For any non-null value x , x.equals(null) should return false.

이 원칙이 지켜지는 것으로 구현한다. 그 외는 생략….

Defining equality for parameterize types

아래와 같은 Tree를 만든다고 하면:

trait Tree[+T] {
  def elem: T
  def left: Tree[T]
  def right: Tree[T]
}

class Branch[T](
  val elem: T,
  val left: Tree[T],
  val right: Tree[T]) extends Tree[T] {

  ...

}

equals은 모든 엘리먼트가 포함되게 한다:

override def equals(other: Any) = other match {
  case that: Branch[_] => (that canEqual this) &&
    this.elem == that.elem &&
    this.left == that.left &&
    this.right == that.right
  case _ => false
}

Runtime에 엘리먼트 타입을 알 수 없기 때문에(Type Erasure) Pattern Matching에서 Branch[T]같은 엘리먼트 타입은 의미가 없다. Scala 컴파일러가 보여주는 unchecked Warning은 Branch[_]로 하면 사라진다.

canEqual은 아래처럼 만든다:

def canEqual(other: Any) = other.isInstanceOf[Branch[_]]

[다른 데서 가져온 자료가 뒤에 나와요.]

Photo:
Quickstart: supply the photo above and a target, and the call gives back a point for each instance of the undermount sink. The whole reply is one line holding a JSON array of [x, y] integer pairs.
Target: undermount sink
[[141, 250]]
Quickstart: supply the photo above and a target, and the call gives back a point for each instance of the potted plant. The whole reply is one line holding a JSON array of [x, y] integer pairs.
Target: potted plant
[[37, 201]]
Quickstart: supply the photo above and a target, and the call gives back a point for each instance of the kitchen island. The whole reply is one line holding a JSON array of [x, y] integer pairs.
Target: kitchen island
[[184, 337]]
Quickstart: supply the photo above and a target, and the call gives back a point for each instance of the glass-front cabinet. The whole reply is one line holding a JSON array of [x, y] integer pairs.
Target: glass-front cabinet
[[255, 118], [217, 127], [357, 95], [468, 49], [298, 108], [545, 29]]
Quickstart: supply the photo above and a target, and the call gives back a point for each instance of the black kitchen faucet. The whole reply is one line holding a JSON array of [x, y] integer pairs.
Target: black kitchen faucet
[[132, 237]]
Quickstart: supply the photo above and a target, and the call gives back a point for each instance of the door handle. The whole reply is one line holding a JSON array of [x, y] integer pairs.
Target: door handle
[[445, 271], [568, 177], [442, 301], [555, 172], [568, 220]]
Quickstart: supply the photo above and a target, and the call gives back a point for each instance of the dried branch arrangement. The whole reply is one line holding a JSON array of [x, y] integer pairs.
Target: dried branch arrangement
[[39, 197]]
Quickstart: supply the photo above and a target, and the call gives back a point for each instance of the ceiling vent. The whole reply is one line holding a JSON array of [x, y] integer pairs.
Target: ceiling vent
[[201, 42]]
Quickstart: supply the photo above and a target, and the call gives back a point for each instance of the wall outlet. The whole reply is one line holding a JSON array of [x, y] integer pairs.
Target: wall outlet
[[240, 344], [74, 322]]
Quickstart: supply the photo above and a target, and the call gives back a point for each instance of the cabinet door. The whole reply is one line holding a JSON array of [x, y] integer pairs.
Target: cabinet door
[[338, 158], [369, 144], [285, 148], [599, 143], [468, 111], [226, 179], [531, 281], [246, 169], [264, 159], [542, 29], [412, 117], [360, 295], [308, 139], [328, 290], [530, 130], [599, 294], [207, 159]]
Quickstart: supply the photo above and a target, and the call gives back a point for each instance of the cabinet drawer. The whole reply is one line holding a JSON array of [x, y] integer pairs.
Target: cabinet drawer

canEqual을 하는 이유는 타입도 비교해야 하기 때문이다. 아래와 같은 예를 보면 이해가 쉽다:

class Cranch[T](elem: T) extends Branch[T](elem, EmptyTree, EmptyTree){}
class Dranch[T](elem: T) extends Branch[T](elem, EmptyTree, EmptyTree){}

scala> val b1 = new Cranch(1)
b1: Cranch[Int] = Cranch@22c898d4

scala> val b2 = new Dranch(1)
b2: Dranch[Int] = Dranch@22c898d4

scala> b1 == b2
res0: Boolean = true

b1과 b2는 타입이 다른데 true라고 나온다. 아래 와 같이 canEqual을 다시 구현하면 된다:

class Cranch[T](elem: T) extends Branch[T](elem, EmptyTree, EmptyTree){
  override def canEqual(other: Any) = other.isInstanceOf[Cranch[_]]
}
class Dranch[T](elem: T) extends Branch[T](elem, EmptyTree, EmptyTree){
  override def canEqual(other: Any) = other.isInstanceOf[Dranch[_]]
}

이쯤 되면 왜 하필 Branch[_]로 표기하는지 궁금하다. Type Erasure로 어차피 타입이 사라지고 Branch[T], Branch도 있는데 Branch[_]를 사용한다. Branch[_]는 Existential Type이고, 간단히 말해서 엘리먼트 타입을 모를 때 _로 표기한다는 것…. 같은데…. (응?!)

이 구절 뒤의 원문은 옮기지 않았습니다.